USAA, one of the country’s 50 largest federally insured financial companies, has one of Washington’s more aggressive lobbying operations. It spent $5 million on lobbying in the first nine months of 2009, according to government filings, more than larger rivals such as Bank of America Corp. and Wells Fargo & Co. Its political-action committee also gives generously to lawmakers.
Adam J. Levitin, an associate professor at Georgetown Law Center, said by exempting some companies, others will demand similar treatment. “There’s a slippery slope,” he said. “Just because a party is a good party today, that doesn’t mean its going to be a good party in the future.”
Lawmakers also struck a deal late Thursday night on a modified form of an amendment pushed by bank-friendly Democrats that would still allow federal laws to override stronger state protections, The Washingon Post reports.
One key change approved Thursday night was the addition of language that would permit federal laws governing consumer protection to continue to preempt those set by individual states. The bill that arrived on the House floor would have allowed states in most cases to impose tougher restrictions, using federal standards merely as a floor rather than a ceiling. The financial industry has lobbied relentlessly against that structure, saying it would saddle national banks with layers of burdensome bureaucracy and cause confusion among consumers.
Rep. Melissa Bean (D-Ill.) and other moderate and business-friendly Democrats threatened earlier this week to stall the bill if Bean’s preemption amendment did not get a hearing on the House floor. After a flurry of meetings between top House Democrats and Treasury Department officials, the groups reached a deal: A modified form of Bean’s amendment could proceed. In addition, it would be folded into a broader amendment put forward by Rep. Barney Frank (D-Mass.), chairman of the House Financial Services Committee.
“It’s clearly a victory for the banks,” said Ed Mierzwinski, consumer program director for the U.S. Public Interest Research Group.
Those victories seem to be adding up, don’t they?
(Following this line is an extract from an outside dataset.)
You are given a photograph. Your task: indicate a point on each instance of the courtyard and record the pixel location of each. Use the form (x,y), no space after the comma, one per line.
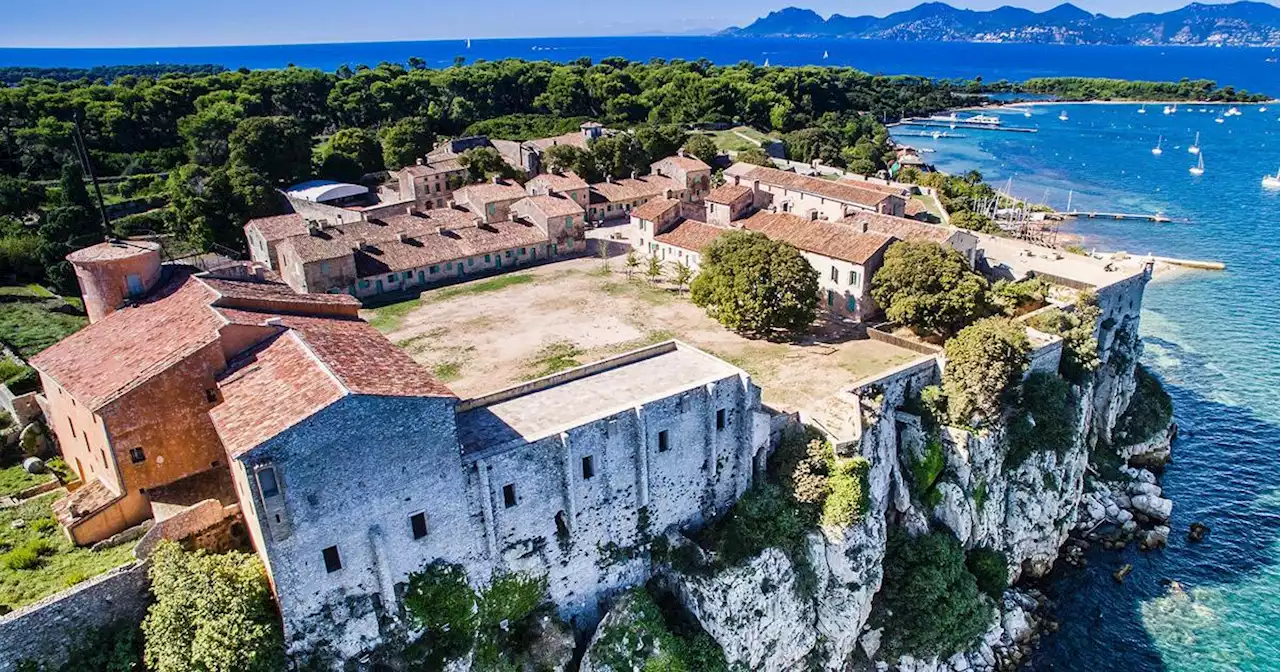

Softening preemption really hurts, as evidence begins to show that stronger state anti-predatory lending laws prevented foreclosures, until they were preempted by the Office of the Comptroller of the Currency. But people who didn’t lose their homes to foreclosures due to strong state protections aren’t likely to have a lobbying group with money to hand out.
In the meantime, the bill doesn’t lay a hand to ratings agencies, and it includes enough loopholes in the draft of reforms for derivatives trading “to drive Goldman Sachs right through it,” said L. Randall Wray at New Deal 2.0.
Loopholes and all, the full House is expected to vote on a final package as early as today. The reforms keep getting referred to as the largest overhaul of the financial regulation system since the Great Depression. With all the apparent loopholes, it may be time to change that description. And there will likely be more to come, once the legislation lands in the Senate.